FIGURE 1.The lac repressor and RNA polymerase bind at sites that overlap around the transcription start point of the lac operon.
When cells of E. coli are grown in the absence of a β-galactoside they have no need for β-galactosidase, and they contain very few molecules of the enzyme, about five per cell. When a suitable substrate is added, the enzyme activity appears very rapidly in the bacteria. Within 2 to 3 minutes some enzyme is present, and soon each bacterium accumulates approximately 5,000 molecules of enzyme. (Under suitable conditions, β-galactosidase can account for 5% to 10% of the total soluble protein of the bacterium.) If the substrate is removed from the medium, the synthesis of the enzyme stops as rapidly as it started.

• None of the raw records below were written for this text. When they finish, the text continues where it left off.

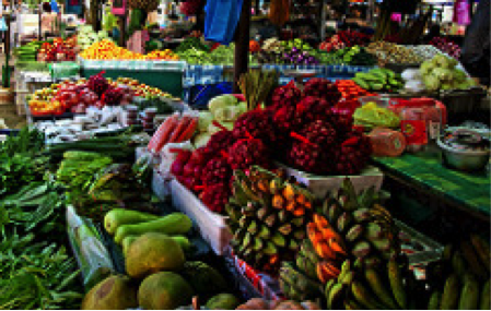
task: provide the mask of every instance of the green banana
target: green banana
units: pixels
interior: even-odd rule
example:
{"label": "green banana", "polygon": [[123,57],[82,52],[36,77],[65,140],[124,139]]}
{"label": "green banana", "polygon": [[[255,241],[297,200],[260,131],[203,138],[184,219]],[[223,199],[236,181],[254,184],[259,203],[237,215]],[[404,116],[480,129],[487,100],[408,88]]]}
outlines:
{"label": "green banana", "polygon": [[491,246],[482,237],[472,235],[470,237],[474,249],[476,250],[481,262],[484,264],[489,273],[491,273]]}
{"label": "green banana", "polygon": [[356,224],[348,230],[346,239],[350,242],[356,241],[364,232],[364,227],[361,224]]}
{"label": "green banana", "polygon": [[353,280],[354,280],[354,272],[352,272],[352,271],[349,271],[348,273],[346,273],[342,276],[342,278],[338,277],[338,282],[339,283],[342,283],[342,284],[348,285],[348,286],[350,286],[351,283],[353,283]]}
{"label": "green banana", "polygon": [[373,292],[384,302],[384,304],[394,310],[399,309],[399,306],[397,306],[397,302],[393,299],[391,292],[385,287],[382,277],[374,268],[365,270],[365,278]]}
{"label": "green banana", "polygon": [[370,247],[369,242],[361,241],[361,242],[358,242],[353,247],[353,250],[351,251],[351,253],[355,258],[365,258],[366,255],[369,255],[370,251],[371,251],[371,247]]}
{"label": "green banana", "polygon": [[276,232],[274,236],[272,236],[271,242],[273,242],[274,246],[280,248],[284,248],[287,246],[287,240],[279,232]]}
{"label": "green banana", "polygon": [[478,260],[478,255],[475,252],[471,243],[468,241],[460,242],[461,253],[470,267],[470,271],[479,278],[486,277],[487,270]]}
{"label": "green banana", "polygon": [[342,298],[342,294],[344,292],[344,286],[340,283],[337,283],[329,291],[329,295],[327,296],[327,309],[334,310],[334,306],[339,302],[339,300]]}
{"label": "green banana", "polygon": [[351,222],[352,222],[351,214],[348,212],[342,213],[342,215],[339,216],[338,218],[338,230],[340,232],[344,232],[346,230],[348,230],[348,227],[350,226]]}
{"label": "green banana", "polygon": [[353,280],[351,283],[351,292],[354,299],[369,310],[387,309],[383,308],[372,292],[370,292],[359,280]]}
{"label": "green banana", "polygon": [[458,277],[460,279],[464,279],[464,276],[466,275],[466,262],[464,261],[464,256],[459,251],[455,251],[454,255],[452,258],[452,267],[457,273]]}
{"label": "green banana", "polygon": [[336,278],[331,278],[326,283],[326,287],[324,288],[324,297],[326,297],[326,299],[329,297],[329,294],[332,290],[332,287],[335,285],[336,285]]}
{"label": "green banana", "polygon": [[338,279],[343,279],[344,275],[351,271],[351,261],[346,260],[341,264],[341,272],[338,275]]}
{"label": "green banana", "polygon": [[471,274],[466,275],[458,302],[458,310],[478,310],[479,291],[479,283],[476,277]]}
{"label": "green banana", "polygon": [[445,246],[442,253],[442,260],[444,261],[452,261],[452,254],[454,252],[454,248],[452,244]]}
{"label": "green banana", "polygon": [[440,310],[456,310],[458,307],[459,282],[456,274],[452,274],[445,282]]}
{"label": "green banana", "polygon": [[484,286],[482,286],[479,310],[491,310],[491,278],[484,283]]}
{"label": "green banana", "polygon": [[397,303],[404,310],[408,309],[408,299],[406,296],[406,288],[404,286],[402,273],[399,268],[396,258],[391,258],[387,263],[388,278],[393,295]]}
{"label": "green banana", "polygon": [[360,303],[358,303],[353,299],[346,299],[344,300],[344,309],[347,311],[349,311],[349,310],[359,311],[359,310],[363,310],[363,307],[361,307]]}
{"label": "green banana", "polygon": [[442,292],[439,290],[433,291],[430,297],[430,301],[428,302],[429,311],[437,311],[440,310],[440,301],[442,300]]}
{"label": "green banana", "polygon": [[383,253],[388,252],[391,247],[390,241],[388,239],[372,241],[372,244],[375,247],[375,249],[377,249]]}

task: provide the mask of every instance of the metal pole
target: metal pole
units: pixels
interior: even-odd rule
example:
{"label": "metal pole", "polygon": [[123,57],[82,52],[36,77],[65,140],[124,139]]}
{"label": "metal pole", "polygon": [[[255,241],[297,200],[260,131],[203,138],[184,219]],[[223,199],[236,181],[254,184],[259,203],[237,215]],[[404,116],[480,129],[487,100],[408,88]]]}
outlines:
{"label": "metal pole", "polygon": [[234,58],[234,93],[241,93],[238,80],[246,73],[249,64],[249,25],[252,0],[245,0],[242,4],[241,20],[238,21]]}
{"label": "metal pole", "polygon": [[326,39],[326,20],[327,20],[327,10],[326,10],[327,0],[320,1],[320,41]]}
{"label": "metal pole", "polygon": [[128,10],[125,8],[125,14],[119,16],[119,46],[126,47],[126,19]]}
{"label": "metal pole", "polygon": [[37,12],[37,15],[39,16],[39,32],[38,32],[38,35],[37,35],[37,39],[40,41],[42,39],[43,39],[43,31],[42,31],[42,28],[40,28],[40,26],[42,26],[42,17],[43,17],[43,3],[40,3],[39,4],[39,12]]}

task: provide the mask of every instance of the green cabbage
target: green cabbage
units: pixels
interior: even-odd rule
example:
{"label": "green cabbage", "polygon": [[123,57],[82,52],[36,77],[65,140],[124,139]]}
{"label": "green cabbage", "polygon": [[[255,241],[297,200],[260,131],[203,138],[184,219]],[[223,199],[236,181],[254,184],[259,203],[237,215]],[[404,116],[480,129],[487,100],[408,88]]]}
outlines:
{"label": "green cabbage", "polygon": [[420,72],[421,75],[430,74],[433,71],[434,64],[431,61],[425,61],[421,64]]}
{"label": "green cabbage", "polygon": [[440,80],[435,75],[429,74],[423,76],[423,82],[429,91],[437,91],[440,88]]}
{"label": "green cabbage", "polygon": [[241,115],[242,110],[238,106],[221,107],[214,111],[214,118],[220,122],[235,121]]}
{"label": "green cabbage", "polygon": [[445,68],[436,68],[432,74],[441,81],[452,81],[454,77],[452,70]]}
{"label": "green cabbage", "polygon": [[354,123],[366,128],[399,128],[400,119],[391,110],[369,103],[353,113]]}

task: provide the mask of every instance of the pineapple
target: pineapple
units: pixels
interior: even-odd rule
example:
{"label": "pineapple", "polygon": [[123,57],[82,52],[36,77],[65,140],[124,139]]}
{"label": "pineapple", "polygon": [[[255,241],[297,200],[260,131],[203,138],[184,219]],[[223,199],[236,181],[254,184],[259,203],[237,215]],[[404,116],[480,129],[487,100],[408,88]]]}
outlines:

FIGURE 2 summarizes the essential features of this induction. Control of transcription of the lac operon responds very rapidly to the inducer, as shown in the upper part of the figure. In the
absence of inducer, the operon is transcribed at a very low basal level (this is an important concept; see the next section, lac Repressor Is Controlled by a Small-Molecule Inducer). Transcription is stimulated as soon as inducer is added; the amount of lac mRNA increases rapidly to an induced level that reflects a balance between synthesis and degradation of the mRNA.

FIGURE 2. Addition of the inducer results in rapid induction of lac mRNA and is followed after a short lag by synthesis of the enzymes; removal of the inducer is followed by rapid cessation of synthesis.
The lac mRNA (as most mRNA is in bacteria) is extremely unstable and decays with a half-life of only about 3 minutes. This feature allows induction to be reversed rapidly by repressing transcription as soon as the inducer is removed. In a very short time all the lac mRNA is destroyed and enzyme synthesis ceases.
The production of protein is followed in the lower part of the figure. Translation of the lac mRNA produces β-galactosidase (and the products of the other lac genes). A short lag occurs between the appearance of lac mRNA and the appearance of the first completed enzyme molecules (about 2 minutes lapse between the rise of mRNA from basal level and increased protein level). A similar lag occurs between reaching maximal induced levels of mRNA and protein. When the inducer is removed, synthesis of the enzyme ceases almost immediately (as the lacZYA mRNA is quickly degraded), but the β-galactosidase in the cell is more stable; thus the enzyme activity remains at the induced level for longer.